London: UK is considering accelerating criminal penalties against social media CEOs for violating online security laws and failing to handle harmful content as Facebook and other companies around the world face scrutiny.

UK Foreign Secretary for Digital Nadine Dorries is considering accelerating the application of criminal penalties for breaches of upcoming UK online security legislation.

A provision that holds named persons criminally accountable for failing to combat illegal or harmful content on their platforms has been included in the draft Online Safety Act but has been postponed for two years.

“For platforms, take note now. It won’t take two years – we’re considering cutting it down to a much shorter timeframe. That is one of the areas in which, as Foreign Minister, I want to go further with this bill.” ”She told the joint committee that examined the bill on Thursday.

It seeks to “reduce the postponement of criminal liability to just three to six months after the bill comes into effect,” TechCrunch reports.

“I think it’s nonsense that platforms are given two years to prepare for criminal activity. You know what to do now. They actually have the ability to get right what they can do wrong now, now on their own terms. They could remove malicious algorithms tomorrow, “said Dorries.

On renaming Facebook to Meta, Dorries said the social network should be more “employing the work of the 10,000-20,000 or so engineers it plans to use to develop Metaverse technology for online safety and to keep children safe from the horrors of Internet content.” protection”.

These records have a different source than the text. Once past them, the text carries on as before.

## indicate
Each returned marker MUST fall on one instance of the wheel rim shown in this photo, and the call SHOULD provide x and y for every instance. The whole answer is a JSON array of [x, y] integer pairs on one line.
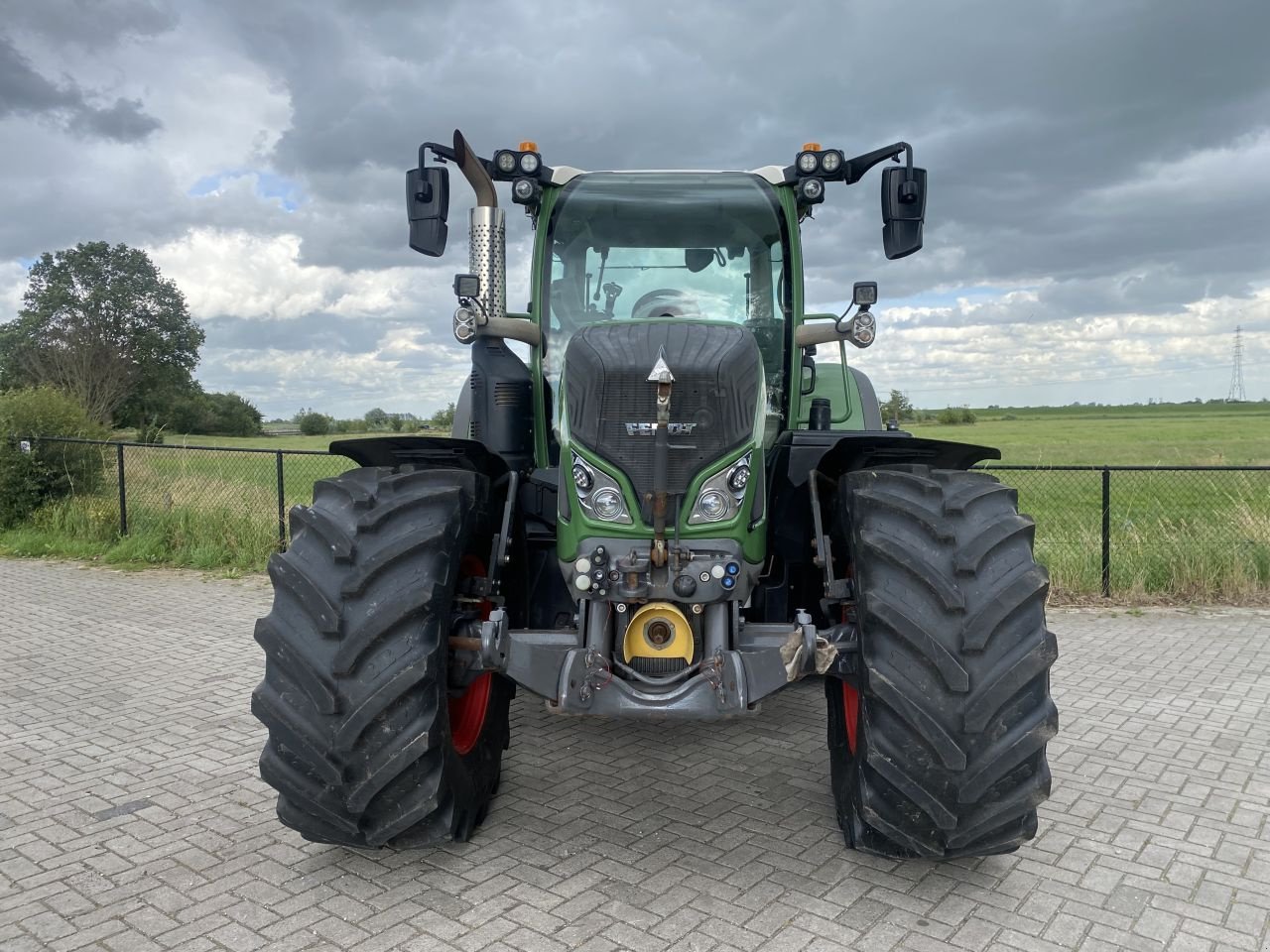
[[851, 708], [467, 712]]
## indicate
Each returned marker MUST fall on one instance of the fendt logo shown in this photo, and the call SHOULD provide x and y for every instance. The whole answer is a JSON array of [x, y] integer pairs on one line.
[[648, 429]]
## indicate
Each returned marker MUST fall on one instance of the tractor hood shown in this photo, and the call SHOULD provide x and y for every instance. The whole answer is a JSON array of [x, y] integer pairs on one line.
[[611, 397]]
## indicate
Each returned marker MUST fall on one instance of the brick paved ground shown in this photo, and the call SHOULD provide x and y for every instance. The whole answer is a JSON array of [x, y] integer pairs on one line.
[[131, 815]]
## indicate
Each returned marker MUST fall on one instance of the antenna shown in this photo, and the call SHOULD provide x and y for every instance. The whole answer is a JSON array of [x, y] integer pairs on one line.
[[1237, 395]]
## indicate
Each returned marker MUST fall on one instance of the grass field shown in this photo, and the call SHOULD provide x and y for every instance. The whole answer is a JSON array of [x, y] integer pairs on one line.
[[1203, 536], [1171, 434]]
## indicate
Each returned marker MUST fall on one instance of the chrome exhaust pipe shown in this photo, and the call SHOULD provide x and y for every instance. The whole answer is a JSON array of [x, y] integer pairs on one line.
[[486, 241]]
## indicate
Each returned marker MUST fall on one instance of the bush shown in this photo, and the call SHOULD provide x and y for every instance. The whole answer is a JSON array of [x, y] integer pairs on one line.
[[149, 433], [35, 471], [212, 414], [955, 416], [314, 424]]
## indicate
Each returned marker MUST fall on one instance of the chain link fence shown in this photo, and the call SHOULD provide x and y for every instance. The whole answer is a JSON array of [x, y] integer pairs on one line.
[[1197, 531]]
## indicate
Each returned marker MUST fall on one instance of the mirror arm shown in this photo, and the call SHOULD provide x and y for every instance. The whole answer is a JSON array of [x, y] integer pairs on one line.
[[443, 153], [857, 167]]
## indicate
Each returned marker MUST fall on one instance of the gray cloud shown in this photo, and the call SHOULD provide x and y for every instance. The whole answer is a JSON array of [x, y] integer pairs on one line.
[[24, 91]]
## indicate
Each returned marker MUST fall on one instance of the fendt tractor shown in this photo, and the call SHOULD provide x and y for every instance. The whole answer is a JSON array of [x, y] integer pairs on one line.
[[668, 509]]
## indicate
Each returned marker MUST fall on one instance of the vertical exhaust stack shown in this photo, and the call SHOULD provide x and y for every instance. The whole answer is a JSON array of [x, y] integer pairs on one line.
[[486, 249]]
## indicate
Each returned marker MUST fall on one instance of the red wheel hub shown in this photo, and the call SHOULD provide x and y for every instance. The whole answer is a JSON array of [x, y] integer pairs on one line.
[[467, 712], [851, 708]]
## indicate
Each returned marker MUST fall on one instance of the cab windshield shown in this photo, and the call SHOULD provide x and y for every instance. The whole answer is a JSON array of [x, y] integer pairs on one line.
[[629, 246]]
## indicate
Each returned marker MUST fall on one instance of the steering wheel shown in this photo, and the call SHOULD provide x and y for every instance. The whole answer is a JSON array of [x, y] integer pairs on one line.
[[666, 302]]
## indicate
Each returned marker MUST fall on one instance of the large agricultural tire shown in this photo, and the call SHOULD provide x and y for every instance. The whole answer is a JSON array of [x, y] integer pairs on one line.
[[366, 748], [942, 751]]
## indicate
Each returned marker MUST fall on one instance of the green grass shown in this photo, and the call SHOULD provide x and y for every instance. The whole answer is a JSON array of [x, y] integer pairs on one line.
[[1173, 434], [1202, 536]]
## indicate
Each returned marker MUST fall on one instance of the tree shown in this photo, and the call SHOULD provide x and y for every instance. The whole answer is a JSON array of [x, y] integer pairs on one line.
[[898, 408], [314, 424], [103, 325], [444, 419]]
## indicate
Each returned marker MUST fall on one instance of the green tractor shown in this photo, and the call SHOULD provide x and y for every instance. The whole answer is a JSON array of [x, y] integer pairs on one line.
[[670, 511]]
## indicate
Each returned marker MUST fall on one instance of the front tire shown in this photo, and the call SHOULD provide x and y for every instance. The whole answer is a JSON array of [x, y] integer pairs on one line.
[[939, 748], [361, 746]]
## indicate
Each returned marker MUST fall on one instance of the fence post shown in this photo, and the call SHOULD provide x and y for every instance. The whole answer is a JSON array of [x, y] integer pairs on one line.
[[1106, 532], [123, 495], [282, 515]]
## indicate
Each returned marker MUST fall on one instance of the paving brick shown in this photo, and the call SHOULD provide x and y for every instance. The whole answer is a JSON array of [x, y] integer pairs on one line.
[[132, 816]]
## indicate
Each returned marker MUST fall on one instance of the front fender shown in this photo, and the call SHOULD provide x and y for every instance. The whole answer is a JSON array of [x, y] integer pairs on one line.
[[834, 452], [423, 452]]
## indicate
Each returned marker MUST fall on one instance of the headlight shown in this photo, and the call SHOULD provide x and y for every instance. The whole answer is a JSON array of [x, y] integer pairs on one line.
[[607, 504], [506, 162], [722, 494], [712, 506], [524, 190], [812, 190], [598, 494]]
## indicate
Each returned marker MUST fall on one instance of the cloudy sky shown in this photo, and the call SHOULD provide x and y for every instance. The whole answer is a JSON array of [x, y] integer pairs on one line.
[[1098, 218]]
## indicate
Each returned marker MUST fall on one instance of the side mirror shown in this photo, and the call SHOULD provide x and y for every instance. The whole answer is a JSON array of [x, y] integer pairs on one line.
[[427, 206], [903, 209]]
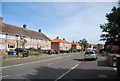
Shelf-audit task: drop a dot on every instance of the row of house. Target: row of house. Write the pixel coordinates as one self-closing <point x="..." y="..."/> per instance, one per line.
<point x="10" y="38"/>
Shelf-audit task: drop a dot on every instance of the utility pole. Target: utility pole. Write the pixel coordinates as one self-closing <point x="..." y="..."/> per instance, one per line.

“When damage is done, we go after him. Now get those 10,000 or 20,000 engineers to adhere to your terms and conditions and remove your malicious algorithms because if you don’t, that bill is watertight, ”she noted.

“People like Mark Zuckerberg and Nick Clegg who want to take off into the Metaverse. My advice would be: stay in the real world, ”added Dorries.

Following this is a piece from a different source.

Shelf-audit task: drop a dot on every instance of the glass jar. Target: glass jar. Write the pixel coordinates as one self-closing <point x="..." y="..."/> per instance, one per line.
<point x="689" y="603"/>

Facebook continues to fight serious allegations by whistleblower Frances Haugen and others about user privacy and the existence of misinformation on its platforms.

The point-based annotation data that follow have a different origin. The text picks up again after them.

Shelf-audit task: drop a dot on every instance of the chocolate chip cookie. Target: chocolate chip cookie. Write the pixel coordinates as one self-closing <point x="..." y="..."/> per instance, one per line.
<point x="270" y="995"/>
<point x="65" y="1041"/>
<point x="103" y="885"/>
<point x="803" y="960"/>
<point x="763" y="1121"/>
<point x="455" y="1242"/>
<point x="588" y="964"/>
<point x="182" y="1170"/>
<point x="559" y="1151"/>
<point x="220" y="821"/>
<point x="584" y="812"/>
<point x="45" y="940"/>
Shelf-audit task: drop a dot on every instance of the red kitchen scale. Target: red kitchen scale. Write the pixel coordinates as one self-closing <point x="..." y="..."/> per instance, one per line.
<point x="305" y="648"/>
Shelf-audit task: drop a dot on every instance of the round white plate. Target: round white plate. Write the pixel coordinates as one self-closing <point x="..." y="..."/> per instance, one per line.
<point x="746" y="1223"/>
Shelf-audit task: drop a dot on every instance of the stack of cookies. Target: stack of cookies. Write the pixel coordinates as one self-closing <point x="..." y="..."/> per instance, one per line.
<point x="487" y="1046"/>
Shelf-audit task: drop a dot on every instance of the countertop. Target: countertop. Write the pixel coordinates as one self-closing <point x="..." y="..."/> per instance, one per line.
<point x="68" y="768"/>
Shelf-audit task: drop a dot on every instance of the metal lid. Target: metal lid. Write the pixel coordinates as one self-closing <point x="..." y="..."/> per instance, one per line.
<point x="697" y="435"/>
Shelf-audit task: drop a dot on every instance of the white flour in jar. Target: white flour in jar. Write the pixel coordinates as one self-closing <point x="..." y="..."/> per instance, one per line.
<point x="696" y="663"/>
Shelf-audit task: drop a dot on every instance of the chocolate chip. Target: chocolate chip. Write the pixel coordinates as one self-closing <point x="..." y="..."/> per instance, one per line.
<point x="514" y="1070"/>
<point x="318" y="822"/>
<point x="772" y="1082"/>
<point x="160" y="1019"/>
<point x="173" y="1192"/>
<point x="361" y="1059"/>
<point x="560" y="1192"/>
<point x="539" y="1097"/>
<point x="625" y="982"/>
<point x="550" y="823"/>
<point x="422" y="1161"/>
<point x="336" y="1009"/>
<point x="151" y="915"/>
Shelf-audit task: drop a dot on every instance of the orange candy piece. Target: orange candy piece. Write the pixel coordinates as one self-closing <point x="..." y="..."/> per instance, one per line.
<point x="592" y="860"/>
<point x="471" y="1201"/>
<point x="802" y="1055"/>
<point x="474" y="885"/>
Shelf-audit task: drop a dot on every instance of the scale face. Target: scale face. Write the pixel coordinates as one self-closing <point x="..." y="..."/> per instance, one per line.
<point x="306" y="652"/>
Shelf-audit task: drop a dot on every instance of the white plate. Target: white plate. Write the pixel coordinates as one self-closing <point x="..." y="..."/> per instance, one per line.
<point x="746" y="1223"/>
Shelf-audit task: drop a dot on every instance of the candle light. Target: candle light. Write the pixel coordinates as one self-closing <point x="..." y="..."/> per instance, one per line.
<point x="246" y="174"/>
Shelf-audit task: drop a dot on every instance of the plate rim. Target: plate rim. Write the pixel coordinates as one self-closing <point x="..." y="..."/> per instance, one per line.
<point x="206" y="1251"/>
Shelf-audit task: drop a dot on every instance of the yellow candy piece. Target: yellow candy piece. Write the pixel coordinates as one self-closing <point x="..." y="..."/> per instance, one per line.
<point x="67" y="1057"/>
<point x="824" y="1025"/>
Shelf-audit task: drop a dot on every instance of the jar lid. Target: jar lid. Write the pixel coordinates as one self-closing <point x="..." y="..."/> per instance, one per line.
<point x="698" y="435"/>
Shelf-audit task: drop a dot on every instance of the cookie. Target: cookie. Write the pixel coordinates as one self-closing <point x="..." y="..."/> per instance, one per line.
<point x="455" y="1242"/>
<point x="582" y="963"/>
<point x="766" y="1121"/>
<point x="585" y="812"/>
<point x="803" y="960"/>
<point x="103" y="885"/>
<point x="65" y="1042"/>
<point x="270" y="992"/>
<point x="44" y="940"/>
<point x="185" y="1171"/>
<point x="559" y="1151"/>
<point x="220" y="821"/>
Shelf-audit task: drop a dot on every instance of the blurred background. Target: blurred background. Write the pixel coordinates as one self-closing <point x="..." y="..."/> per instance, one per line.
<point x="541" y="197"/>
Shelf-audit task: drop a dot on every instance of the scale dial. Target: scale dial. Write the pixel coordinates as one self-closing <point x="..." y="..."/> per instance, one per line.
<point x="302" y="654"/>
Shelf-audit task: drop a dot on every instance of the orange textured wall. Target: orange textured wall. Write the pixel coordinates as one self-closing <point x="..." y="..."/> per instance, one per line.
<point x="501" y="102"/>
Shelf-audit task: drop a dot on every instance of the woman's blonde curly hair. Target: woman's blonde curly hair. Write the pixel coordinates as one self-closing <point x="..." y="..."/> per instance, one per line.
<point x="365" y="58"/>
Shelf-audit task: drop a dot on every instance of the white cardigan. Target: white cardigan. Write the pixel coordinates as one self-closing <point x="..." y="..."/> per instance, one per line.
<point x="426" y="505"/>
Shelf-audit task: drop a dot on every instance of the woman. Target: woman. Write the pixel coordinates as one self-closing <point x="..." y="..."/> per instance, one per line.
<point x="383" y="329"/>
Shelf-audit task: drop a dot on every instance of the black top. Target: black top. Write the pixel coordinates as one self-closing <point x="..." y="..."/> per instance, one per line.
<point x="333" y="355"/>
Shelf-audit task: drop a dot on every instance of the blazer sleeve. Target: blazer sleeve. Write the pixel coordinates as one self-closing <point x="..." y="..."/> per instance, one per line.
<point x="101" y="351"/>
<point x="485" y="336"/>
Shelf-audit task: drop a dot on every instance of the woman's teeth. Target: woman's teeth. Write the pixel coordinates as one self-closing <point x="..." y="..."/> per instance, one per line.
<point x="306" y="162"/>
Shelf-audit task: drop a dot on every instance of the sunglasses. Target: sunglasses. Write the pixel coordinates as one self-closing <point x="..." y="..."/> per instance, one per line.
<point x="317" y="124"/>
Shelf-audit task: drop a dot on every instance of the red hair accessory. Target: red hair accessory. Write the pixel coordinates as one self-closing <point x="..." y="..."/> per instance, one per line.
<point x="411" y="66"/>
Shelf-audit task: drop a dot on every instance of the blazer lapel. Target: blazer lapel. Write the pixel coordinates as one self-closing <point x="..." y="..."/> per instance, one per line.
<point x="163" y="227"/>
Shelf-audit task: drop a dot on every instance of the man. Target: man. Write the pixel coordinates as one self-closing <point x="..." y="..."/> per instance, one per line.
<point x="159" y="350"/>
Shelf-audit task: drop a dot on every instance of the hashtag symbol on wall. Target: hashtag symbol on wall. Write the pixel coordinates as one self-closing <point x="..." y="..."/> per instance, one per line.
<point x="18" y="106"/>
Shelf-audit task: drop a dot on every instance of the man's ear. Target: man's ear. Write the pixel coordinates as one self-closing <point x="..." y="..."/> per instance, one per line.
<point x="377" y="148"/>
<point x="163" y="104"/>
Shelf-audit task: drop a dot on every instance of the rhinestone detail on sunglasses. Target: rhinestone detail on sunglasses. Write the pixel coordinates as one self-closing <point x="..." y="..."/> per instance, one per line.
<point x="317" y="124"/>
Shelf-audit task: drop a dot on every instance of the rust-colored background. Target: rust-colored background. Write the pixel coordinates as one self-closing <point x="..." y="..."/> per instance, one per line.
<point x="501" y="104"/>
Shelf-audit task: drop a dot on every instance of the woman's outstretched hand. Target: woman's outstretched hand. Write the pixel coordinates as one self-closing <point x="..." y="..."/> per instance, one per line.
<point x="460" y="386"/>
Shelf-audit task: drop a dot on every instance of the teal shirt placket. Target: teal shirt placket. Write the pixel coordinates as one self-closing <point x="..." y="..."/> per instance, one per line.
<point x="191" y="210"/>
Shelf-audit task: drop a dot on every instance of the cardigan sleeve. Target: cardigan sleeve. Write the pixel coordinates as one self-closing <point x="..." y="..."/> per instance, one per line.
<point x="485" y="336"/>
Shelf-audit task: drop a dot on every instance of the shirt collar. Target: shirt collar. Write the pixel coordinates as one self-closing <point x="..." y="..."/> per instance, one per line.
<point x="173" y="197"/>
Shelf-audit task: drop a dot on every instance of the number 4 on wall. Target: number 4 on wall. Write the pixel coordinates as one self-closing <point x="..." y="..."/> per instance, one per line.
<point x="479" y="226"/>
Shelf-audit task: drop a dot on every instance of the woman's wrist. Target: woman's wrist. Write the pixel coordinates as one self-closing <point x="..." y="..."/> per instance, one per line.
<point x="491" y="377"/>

According to global research firm Forrester, to counter the allegations, Zuckerberg has stressed the company’s commitment to bring the Metaverse (as the next computing platform) to life and has indicated that it would be “an essential part” of Facebook’s future investments .

“While it will help ease confusion by differentiating Facebook’s parent company from its founding app, changing its name doesn’t suddenly erase the systemic problems plaguing the company,” said Forrester VP and Research Director Mike Proulx.

“If Meta does not address its problems beyond a defensive and superficial stance, the same problems will occupy the metaverse,” he added.